Batu Penghalang
Seorang raja yang bijaksana hendak mengetahui sikap para warganya saat berhadapan dengan kesulitan bersama.
Suatu malam ia secara diam-diam meletakkan sebuah batu besar di jalan utama menuju istana, dan kemudian bersembunyi di sebuah tempat rahasia dekat batu besar itu.
Seorang tengkulak pertanian lewat dengan gerobag-gerobag raksasa yang mengangkut panenan padi.
“Ceroboh sekali! Siapa yang meninggalkan batu sebesar ini di tengah jalan. Apa ia tidak pernah berpikir batu ini dapat membahayakan yang lain?” umpatnya.
Ia segera meminta para kusirnya untuk mengambil jalan serong sehingga kereta-kereta mereka terhindar dari batu itu.
Sebentar kemudian seorang prajurit muda lewat jalan yang sama sambil bersiul riang. Ia terantuk batu besar itu dan tubuhnya jatuh terjerembab ke tanah. Sambil membersihkan pakaiannya dari debu, ia meluncurkan kata-kata makian.
“Anjrit! Hanya orang sinting meninggalkan batu sebesar ini di tengah jalan!” sambil matanya menoleh ke sekitarnya dan kemudian berlalu.
Matahari mulai tenggelam. Semua yang lewat bersikap senada dengan tengkulak pertanian dan prajurit muda.
Seorang perempuan muda berjalan dengan langkah lelah. Ia nampak baru pulang dari ladang pertanian. Wajahnya terbakar matahari dan keringat membedaki wajahnya.

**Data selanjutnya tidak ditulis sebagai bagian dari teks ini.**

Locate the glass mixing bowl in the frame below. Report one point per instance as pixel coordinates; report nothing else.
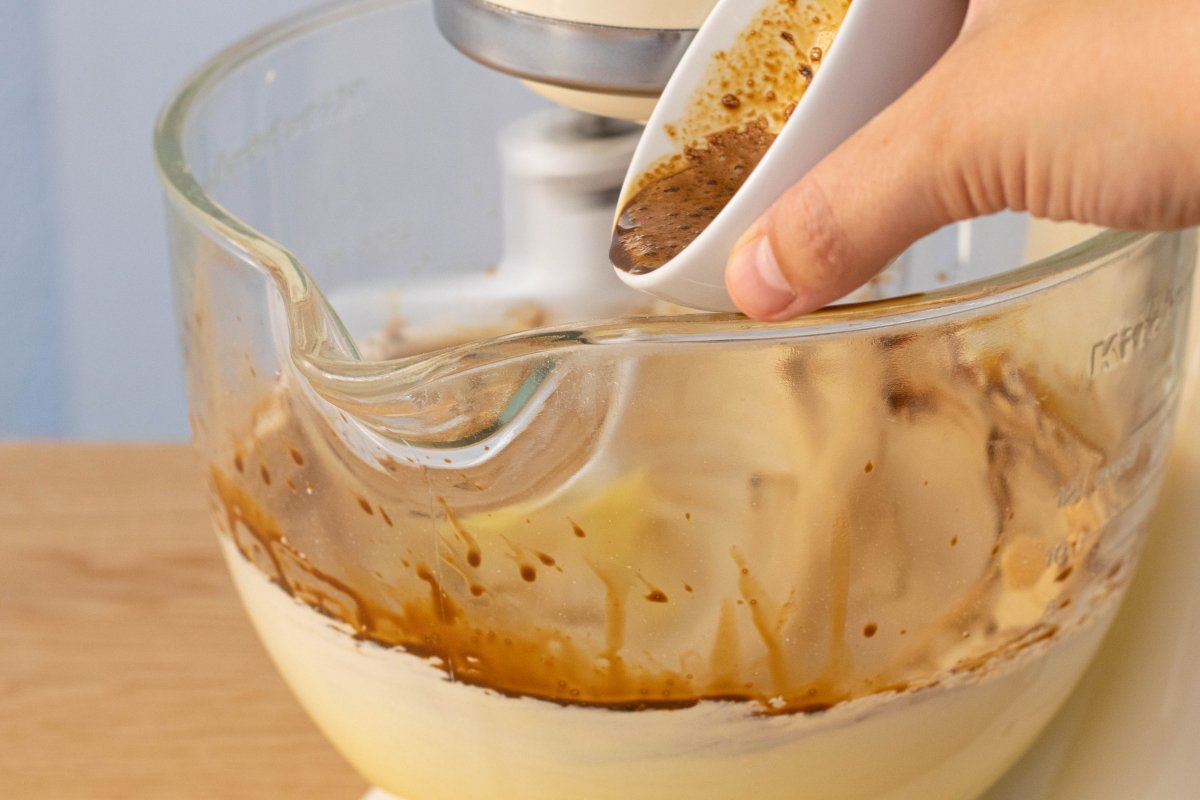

“Hari mulai gelap. Mereka yang menggunakan jalan ini mudah sekali terantuk batu besar ini” katanya.
Ia lalu menyingsingkan lengan bajunya. Ia memandang sekitarnya dan mencari kayu besar untuk menjungkit batu itu. Ia berkali-kali gagal menggeser batu itu. Namun, ia terus mencoba dan batu besar itu akhirnya bergeser pelan ke tepian jalan.
Saat hendak meninggalkan tempat itu, pandangannya tertumbuk pada sebuah kotak tepat di bawah batu yang baru saja disingkirkannya.
“Emas!” katanya terkesima.
“Kotak berisi emas ini milik pribadi yang mau menyingkirkan batu besar ini dari tengah jalan,” demikian pesan yang tertatah pada kotak itu.
Kabar tentang perempuan muda dengan kotak emas segera menyebar. Paginya ribuan warga berbondong-bondong menggali tempat di sekitar kotak emas dengan harapan menemukan kotak-kotak emas lain.
Raja bijaksana mendekati para warganya sambil berkata,
“Kekecewaan adalah harga yang biasanya harus ditebus dari kemalasan.”[1]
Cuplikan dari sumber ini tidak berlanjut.